Friday, March 23, 2007

Tale of the Wristband

This story will appear in an upcoming issue of Campus Circle...

I survived SXSW. Perhaps you've heard about this festival. Perhaps you've heard that this is where bands go to "get signed", and how this is the hallowed ground where Zach Braff created Indie Rock. Maybe you heard that there are thousands of bands, and millions of record industry execs who use record contracts as toilet paper, and toilet paper as record contracts. None of this is exactly the case, but rumor has it that signing a major label deal can have a scatological ending.

Last year was my first time at South-by. I played an outdoor showcase at a taco stand. It's common to turn gas stations, pharmacies, and really any building with a roof or a port-a-potty into a venue for the festival. I went for the entire four days in '06, which is not unlike eating a quadruple-decker burger. You better pace yourself if you're going to see several hundred bands trying to out-rock each other. You're also going to need an extra liver if you have a wristband and feel the need to take advantage of the open bars.

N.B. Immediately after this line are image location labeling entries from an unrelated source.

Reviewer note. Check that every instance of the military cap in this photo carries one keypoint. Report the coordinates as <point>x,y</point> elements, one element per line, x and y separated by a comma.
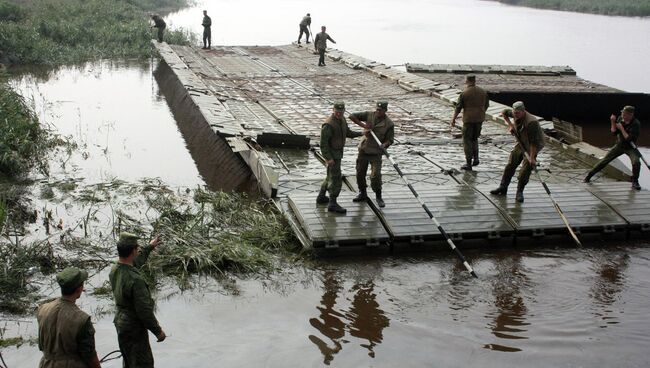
<point>629,109</point>
<point>71,278</point>
<point>382,105</point>
<point>127,240</point>
<point>518,106</point>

There is a caste system at SXSW: the haves (those who have a badge), the also-haves (those who possess an official wristband), and the have-nots (the poor saps who have only their wits and a smile to get into the official shows). This year and last, I kept it real and had no wristband or badge to speak of. Last year I drove from LA to Austin and bought some beef jerky along the way. The top of the bag was purple and plastic, so I used all the pluck and moxie I could muster and taped it to my wrist. It bore a striking, yet ultimately useless resemblance to the official wristband. I saw great music, but it was not my homespun bracelet that got me past the bouncers, it was the timeless "who you know" factor. That would prove true this year as well.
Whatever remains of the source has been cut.